NatWest Group History 100 object 88: letter from Olympic sprinter Walter Rangeley, 18 August 1928.

Walter Rangeley represented Great Britain at three Olympic Games, winning two silver medals and one bronze. He won gold and bronze at the 1934 Empire Games and - back home - no fewer than 20 Northern Counties championship titles. He was also the reason why Westminster Bank did rather well at inter-bank athletics competitions in the 1920s and 30s.

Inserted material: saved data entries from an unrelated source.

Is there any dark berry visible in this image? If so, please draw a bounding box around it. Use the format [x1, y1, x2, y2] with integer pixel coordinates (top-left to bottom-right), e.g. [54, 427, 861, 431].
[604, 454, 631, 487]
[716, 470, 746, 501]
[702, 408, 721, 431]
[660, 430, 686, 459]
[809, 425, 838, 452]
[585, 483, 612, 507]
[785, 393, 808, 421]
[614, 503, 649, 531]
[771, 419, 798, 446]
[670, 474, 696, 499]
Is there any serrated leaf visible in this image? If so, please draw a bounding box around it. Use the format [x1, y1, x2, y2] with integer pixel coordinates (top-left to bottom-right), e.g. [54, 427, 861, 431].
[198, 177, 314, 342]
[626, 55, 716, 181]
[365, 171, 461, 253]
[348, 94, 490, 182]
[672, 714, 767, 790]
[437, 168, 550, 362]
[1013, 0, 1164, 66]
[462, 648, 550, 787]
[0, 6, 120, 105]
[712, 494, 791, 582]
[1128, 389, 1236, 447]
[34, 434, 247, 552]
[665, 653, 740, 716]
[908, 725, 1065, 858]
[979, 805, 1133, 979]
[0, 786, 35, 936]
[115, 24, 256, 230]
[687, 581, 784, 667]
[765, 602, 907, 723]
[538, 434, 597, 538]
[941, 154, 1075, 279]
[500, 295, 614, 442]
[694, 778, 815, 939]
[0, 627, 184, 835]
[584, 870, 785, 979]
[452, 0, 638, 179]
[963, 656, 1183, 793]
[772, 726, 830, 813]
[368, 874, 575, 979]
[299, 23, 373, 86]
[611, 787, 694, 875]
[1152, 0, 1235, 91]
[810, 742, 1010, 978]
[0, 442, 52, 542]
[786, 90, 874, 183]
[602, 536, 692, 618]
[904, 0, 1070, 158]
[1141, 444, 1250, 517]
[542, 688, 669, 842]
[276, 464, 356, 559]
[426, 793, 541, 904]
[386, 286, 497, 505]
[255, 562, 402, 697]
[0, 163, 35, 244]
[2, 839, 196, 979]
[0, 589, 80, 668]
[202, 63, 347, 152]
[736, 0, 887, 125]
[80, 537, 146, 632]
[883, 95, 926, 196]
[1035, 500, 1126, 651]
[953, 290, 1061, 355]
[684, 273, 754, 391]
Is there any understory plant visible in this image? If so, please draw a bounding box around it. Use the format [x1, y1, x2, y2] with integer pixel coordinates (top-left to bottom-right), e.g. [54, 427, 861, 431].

Rangeley was born in 1903 and joined the staff of Westminster Bank on his 17th birthday in 1920. His first appearance at the Olympics was at the 1924 Paris Games, which were later immortalised in the film Chariots of Fire. Along with Harold Abrahams, William Nichol and Lancelot Royle, he was part of the British men's 4x100 metres team which won a silver medal at those Games.

Four years later, Rangeley went to the Amsterdam Games. Again, he won a medal with the 4x100 team,  this time bronze. He also won a solo silver in the 200 metres. He did not compete in 1932 but in 1936 he was back again, 12 years after his first Olympic appearance, as part of the 4x100 metres relay team for the Berlin Games. That year, the GB team was not so successful. The event was won by the USA, whose team featured one of the most famous names in Olympic history, the legendary Jesse Owens.

'It is a source of great satisfaction that you acquitted yourself so well'

Rangeley's colleagues and employers were immensely proud that a man who usually represented their bank also represented his nation so successfully. After the 1928 Games the chairman wrote to Rangeley to express this pride, remarking - in a triumph of understatement - that 'it is a source of great satisfaction to our Board that you acquitted yourself so well'. This letter, Rangeley's reply, is similarly low-key. He thanks the chairman 'for your kind appreciation of the running in the recent Olympic Games', as if to emphasise that he had merely been one participant in a much bigger show.

Rangeley served his whole (banking) career with the Westminster. He died in 1982. The bank's staff magazine obituary noted that his achievements as a banker were 'probably eclipsed' by his amazing record in the field of international athletics. That's not something you can say about the average bank clerk.